I went, with fellow blogger Gianni Washington TK link to see Daydreaming with Stanley Kubrick at Somerset House. I confess right here that I am not an artsy person and what art I do like is mainly confined paintings or photography of wild life. I do think its good to push your boundaries a bit sometimes, so when Gianni suggested going to see Daydreaming, I was up for the challenge.
It was probably one of the weirdest events in my life. I am not someone who just goes to see a film because it is directed by a certain person, and I didn’t realise I’d seen so many of his films until today. The only ones I knew to be his were 2001: A Space Odessey and Full Metal Jacket.
Somerset House gave all the visitors a little guide book, although there were places where I found it too dark to read it!
The exhibition started with a display of a sort of three dimensional image of a chimp looking through into a space helmet – then went straight into a load of electric, log effect fires. Apparently, this referred to a scene in The Shining. That was pretty normal compared with the rest of it. I tried to photograph this but it just turned out as an orange blob.
Two big teddy bears on cardboard boxes, apparently with a scent in the room that I couldn’t smell (Gianni could, so it was clearly there) seemed OK, until I read what it was depicting a reference to the pantry scene in The Shining.
I completely missed the sinister aspects of some of the paintings I thought some of them looked quite nice, while others were just a bit.. Well, plain, I suppose. The picture of the barn for the final duel in Barry Lyndon fell into this category for me.
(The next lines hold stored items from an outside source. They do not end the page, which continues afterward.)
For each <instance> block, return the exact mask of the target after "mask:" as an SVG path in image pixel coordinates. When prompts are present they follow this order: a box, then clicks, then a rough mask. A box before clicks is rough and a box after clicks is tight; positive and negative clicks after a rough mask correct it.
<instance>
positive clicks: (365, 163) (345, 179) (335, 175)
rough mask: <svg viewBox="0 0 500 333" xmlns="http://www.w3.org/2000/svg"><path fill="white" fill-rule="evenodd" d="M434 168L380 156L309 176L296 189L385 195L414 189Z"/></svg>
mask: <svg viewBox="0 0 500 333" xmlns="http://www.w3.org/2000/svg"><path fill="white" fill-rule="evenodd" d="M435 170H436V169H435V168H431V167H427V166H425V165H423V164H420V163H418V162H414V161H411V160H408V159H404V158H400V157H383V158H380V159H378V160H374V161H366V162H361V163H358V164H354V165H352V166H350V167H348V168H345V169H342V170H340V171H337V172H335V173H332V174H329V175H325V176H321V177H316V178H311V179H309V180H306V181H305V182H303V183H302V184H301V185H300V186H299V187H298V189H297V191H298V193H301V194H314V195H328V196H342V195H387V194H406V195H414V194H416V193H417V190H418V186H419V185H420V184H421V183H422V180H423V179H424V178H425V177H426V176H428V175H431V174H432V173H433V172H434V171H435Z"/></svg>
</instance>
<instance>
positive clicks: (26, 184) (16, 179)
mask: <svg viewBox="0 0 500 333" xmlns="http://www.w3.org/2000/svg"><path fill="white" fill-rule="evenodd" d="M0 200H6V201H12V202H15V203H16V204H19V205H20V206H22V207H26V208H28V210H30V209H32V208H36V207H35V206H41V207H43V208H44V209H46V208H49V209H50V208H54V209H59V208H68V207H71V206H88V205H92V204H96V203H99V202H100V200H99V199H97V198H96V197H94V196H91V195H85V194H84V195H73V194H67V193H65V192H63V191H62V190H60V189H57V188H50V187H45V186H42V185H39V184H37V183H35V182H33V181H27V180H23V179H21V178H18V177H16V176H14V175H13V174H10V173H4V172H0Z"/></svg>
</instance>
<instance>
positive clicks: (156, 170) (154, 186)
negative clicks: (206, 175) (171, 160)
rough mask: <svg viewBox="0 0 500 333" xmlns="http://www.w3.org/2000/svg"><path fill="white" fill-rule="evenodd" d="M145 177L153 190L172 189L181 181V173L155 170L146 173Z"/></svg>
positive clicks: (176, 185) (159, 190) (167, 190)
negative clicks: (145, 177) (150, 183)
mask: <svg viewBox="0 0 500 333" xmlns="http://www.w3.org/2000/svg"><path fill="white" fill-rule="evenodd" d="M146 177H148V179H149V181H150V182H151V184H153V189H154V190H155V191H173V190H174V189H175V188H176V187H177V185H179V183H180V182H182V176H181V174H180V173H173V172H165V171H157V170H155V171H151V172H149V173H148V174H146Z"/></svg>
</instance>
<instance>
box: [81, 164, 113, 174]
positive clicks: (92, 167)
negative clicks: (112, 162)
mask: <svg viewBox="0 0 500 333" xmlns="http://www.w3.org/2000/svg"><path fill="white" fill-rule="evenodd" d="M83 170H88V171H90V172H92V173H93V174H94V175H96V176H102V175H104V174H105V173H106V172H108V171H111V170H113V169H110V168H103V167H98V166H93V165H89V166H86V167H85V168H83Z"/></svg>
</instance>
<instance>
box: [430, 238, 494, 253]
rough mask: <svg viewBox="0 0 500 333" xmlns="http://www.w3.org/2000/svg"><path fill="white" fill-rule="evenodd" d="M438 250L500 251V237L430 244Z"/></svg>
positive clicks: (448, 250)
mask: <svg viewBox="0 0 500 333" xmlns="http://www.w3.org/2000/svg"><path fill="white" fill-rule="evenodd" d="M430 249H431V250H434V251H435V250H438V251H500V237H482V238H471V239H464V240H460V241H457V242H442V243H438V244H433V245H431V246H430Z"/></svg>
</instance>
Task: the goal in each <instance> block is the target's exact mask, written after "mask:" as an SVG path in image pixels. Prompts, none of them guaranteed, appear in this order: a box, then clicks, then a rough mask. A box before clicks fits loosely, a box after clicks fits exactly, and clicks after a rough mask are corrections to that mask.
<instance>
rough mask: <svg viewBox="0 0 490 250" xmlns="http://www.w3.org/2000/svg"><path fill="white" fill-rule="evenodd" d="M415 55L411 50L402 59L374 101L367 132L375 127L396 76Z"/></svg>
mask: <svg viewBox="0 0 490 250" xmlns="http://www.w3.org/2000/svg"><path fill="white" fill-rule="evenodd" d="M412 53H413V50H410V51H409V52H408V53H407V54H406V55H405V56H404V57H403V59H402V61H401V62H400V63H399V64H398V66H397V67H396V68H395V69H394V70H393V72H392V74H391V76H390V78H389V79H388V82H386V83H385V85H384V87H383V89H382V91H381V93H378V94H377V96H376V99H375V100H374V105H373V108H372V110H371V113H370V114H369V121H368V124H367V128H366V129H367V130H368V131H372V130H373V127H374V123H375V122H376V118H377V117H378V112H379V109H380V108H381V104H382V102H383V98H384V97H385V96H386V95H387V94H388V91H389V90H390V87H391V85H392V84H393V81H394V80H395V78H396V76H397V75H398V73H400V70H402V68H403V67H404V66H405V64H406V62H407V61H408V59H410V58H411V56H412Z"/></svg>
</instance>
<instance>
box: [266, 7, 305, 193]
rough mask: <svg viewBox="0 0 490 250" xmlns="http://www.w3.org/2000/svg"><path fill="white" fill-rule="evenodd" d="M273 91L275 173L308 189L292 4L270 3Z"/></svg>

I did like the breathing camera, although I didn’t realise that was what it was until afterwards. I started by thinking it was a peacock feather, but the eye of the peacock seemed to be the centre of the universe.
I had to take a photograph of the concrete penis on top of a crushed car Partly because I could actually understand what I was looking at and partly because it just epitomised the weirdness of the exhibition.
If I say that I didn’t really enjoy it, that doesn’t mean its a reason not to go – I did say at the start, I am not an artsy person. I feel a bit sorry for these artists, all their work was wasted on me, but if you like that kind of thing, go along.